The teen singer says he would pick the hits he would cover - and the sections of the tracks - and post them on Vine to showcase his talents and grab positive attention.
"You'd think, `I don't understand why the kid has so many followers because it's only six seconds. How are you supposed to know if he's any good at six seconds?' But there's an art behind getting people to be intrigued because you only have six or six and a half seconds to impress people," he said in a recent interview.
Mendes, who will be 16 next month, secured a following on Vine, where he had 300,000 fans awaiting his posts. Record labels caught wind of his strong social media presence.
"Island Records was the first record label to ... acknowledge me," said Mendes, who signed with the label. "After that, quickly Republic Records, and then Atlantic Records, Sony Records and Warner Bros. It was all the labels at once. It was absolutely insane like knowing that this many record labels were interested in me."
Mendes' strong social media stardom is translating to the pop charts: His single, the ballad "Life of the Party," debuted at No. 24 on the Billboard Hot 100 earlier this month, selling an impressive 148,000 tracks. He has 2.8 followers on Vine and 1.3 million followers on Twitter.
He will release his four-song, self-titled EP next week and will go on tour with Austin Mahone and Fifth Harmony on Friday in San Antonio.
Mendes began posting clips on Vine last year from his home in Canada, starting with a cover of Justin Bieber's "As Long as You Love Me." His manager, Andrew Gertler, discovered the singer after searching YouTube for covers of A Great Big World's "Say Something." He immediately sent the clip to Ziggy Chareton, an A&R manager at Island Records.
"I never really looked at Vine as a resource to find talent," Chareton said.

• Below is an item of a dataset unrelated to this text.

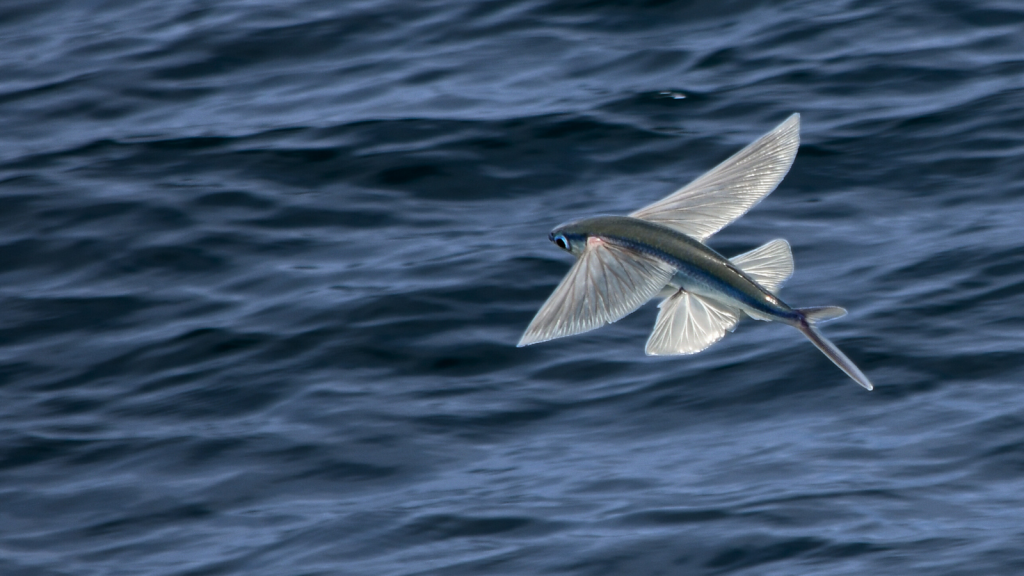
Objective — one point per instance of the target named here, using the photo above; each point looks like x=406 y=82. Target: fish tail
x=806 y=325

"We knew the social following was there, but he had never sold a song before," Gertler added. "Coming to New York and seeing that girls were showing up to his hotel and seeing that these numbers online were translating to physical people was when we were kind of like, `OK, this is getting serious.'"
Chareton said Mendes' sound will echo Ed Sheeran, John Mayer and OneRepublic.

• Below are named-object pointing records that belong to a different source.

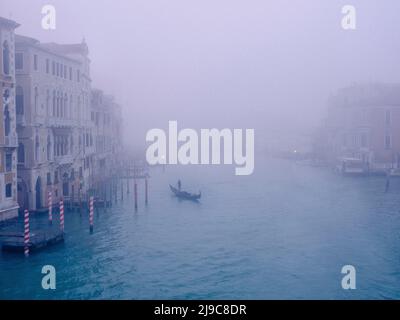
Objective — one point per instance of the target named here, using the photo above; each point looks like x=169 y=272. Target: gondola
x=185 y=195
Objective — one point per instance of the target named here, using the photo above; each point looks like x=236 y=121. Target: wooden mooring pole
x=146 y=191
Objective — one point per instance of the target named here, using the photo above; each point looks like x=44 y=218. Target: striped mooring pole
x=146 y=192
x=62 y=215
x=135 y=193
x=26 y=233
x=91 y=212
x=50 y=204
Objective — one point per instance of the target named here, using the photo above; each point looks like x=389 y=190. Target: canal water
x=284 y=232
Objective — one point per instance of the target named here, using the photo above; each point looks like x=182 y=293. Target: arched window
x=21 y=153
x=37 y=145
x=19 y=100
x=58 y=104
x=48 y=103
x=70 y=107
x=48 y=147
x=36 y=99
x=66 y=145
x=78 y=112
x=6 y=58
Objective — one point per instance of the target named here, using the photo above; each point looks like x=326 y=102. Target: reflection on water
x=284 y=232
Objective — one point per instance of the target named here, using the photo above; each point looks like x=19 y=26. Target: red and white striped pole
x=135 y=193
x=26 y=233
x=91 y=212
x=50 y=204
x=62 y=215
x=146 y=192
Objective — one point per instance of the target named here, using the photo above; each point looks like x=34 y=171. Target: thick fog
x=268 y=65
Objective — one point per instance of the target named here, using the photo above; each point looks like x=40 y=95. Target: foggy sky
x=268 y=65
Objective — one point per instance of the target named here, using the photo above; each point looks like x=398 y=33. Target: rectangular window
x=388 y=142
x=35 y=62
x=8 y=162
x=8 y=190
x=19 y=60
x=388 y=117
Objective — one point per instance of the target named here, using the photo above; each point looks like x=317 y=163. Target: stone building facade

"I want this to be the complete antithesis of Austin Mahone. Even though he's going on tour with him to kind of garner that same demographic and fan base, we want quality records," he said.
Some people have likened Mendes to Bieber, a Canadian teen who had a breakthrough on the Universal Music Group label. Chareton said he's OK with the comparison, but notes that fans should also expect something different.
"I take no offense to that because (Bieber) became extremely successful, but the one thing I will say about Shawn is you're never going to see him onstage with 30 background dancers, pyrotechnics and records produced and having features from Nicki Minaj," he said.